Scream 2  -  Front DVD CoverToday the world woke up to the fact that however good Polish workers are, you wouldn’t want to employ one to fix your roof.  This afternoon, England managed yet another lacklustre performance and gained a draw against Poland.  However, the real highlight of the football coverage came yesterday, watching ITV’s commentary team, lead by Adrian Chiles, desperately trying to fill two and a half hours, sitting in a studio watching it raining outside.  The highlight was Chiles’s genuine query to the rest of the team, “What’s the difference between heavy rain and a downpour?”  It gave a whole new meaning to the word “inane”.  Sadly, we were not treated to any great insight or wisdom on this matter either, which just goes to prove that men really can’t talk about anything other than football.  Although it has to be said that a group of men employed to commentate on an international football match probably do represent the pinnacle of male development, so it’s hardly surprising that something as complex as the weather might elude them.  I also enjoyed FIFAs attempts to entertain the crowd with its throw-back to the golden age of silent cinema; watching the referee regularly come out with a ball and then randomly throw it into the air and watch it land with a splash without bouncing, was a wonderful pastiche of the early greats, such as Charlie Chaplin Harold Lloyd and Buster Keaton.  It was raining, the pitch was clearly getting more and more waterlogged, what did he expect to happen? (If he was an astronaut he’d be the one to go outside and take off his helmet, just to check that there really wasn’t any air there.)  Not a smile did he flash either, not even for a moment; I couldn’t tell if he was totally raging inside at the futility of what he was being told to do, in front of millions of people, and getting soaked doing it, or he really was taking it very seriously.  Jeez, he needs to lighten up a bit.  He had all the demeanour of a detective investing a serious crime scene; which considering the nonsense with the automatically closing roof that they didn’t close, he sort of was.  This film also features a number of serious crime scenes.

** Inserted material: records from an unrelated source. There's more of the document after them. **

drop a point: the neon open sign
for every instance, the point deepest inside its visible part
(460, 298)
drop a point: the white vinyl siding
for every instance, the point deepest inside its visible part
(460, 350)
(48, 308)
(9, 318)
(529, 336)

1997  –  Certificate: 18  –  USA
Rating Details:  Strong Bloody Violence

Try as I might, I just can’t work up any real enthusiasm for this film.  I feel it ought to be a lot better than it is, which just added to my disappointment.  There’s nothing really wrong with it, but nothing really right with it either.  It just kind of exists because “Scream” exists, a bit like the relationship between dead leaves in autumn and trees.  It’s not really very scary, it’s not really very funny, it’s not really very gory and it’s not really very hip.  It doesn’t help that I get “Scream” and “Scary Movie” mixed up in my head, so in my mind it’s become a sort of inoffensive Frankenstein film made up of several others; (let’s not forget the two further sequels to “Scream” and the three sequels to “Scary Movie”.   That’s eight nearly identical films, so it’s no wonder I’m confused.   Watching it felt like one of things you just have to do from time to time, not something to get worked up about or anything, but just something you do and not give much thought to, like going to the toilet I guess.  What I did hate was that it was non-anamorphic, so with its widescreen aspect ratio I ended up watching a picture the size and shape of an enlarged match, without a head.  God, I can’t be bothered with anymore thinking about this film right now.

Recommended for people who saw Scream, I guess.

No cats, decapitations or chainsaws.

Top badass moment?   Whatever.  It might as well be Cotton Weary finally getting what he wanted (greedy asshole) and becoming a sort of hero(ish).  That’s badass(ish).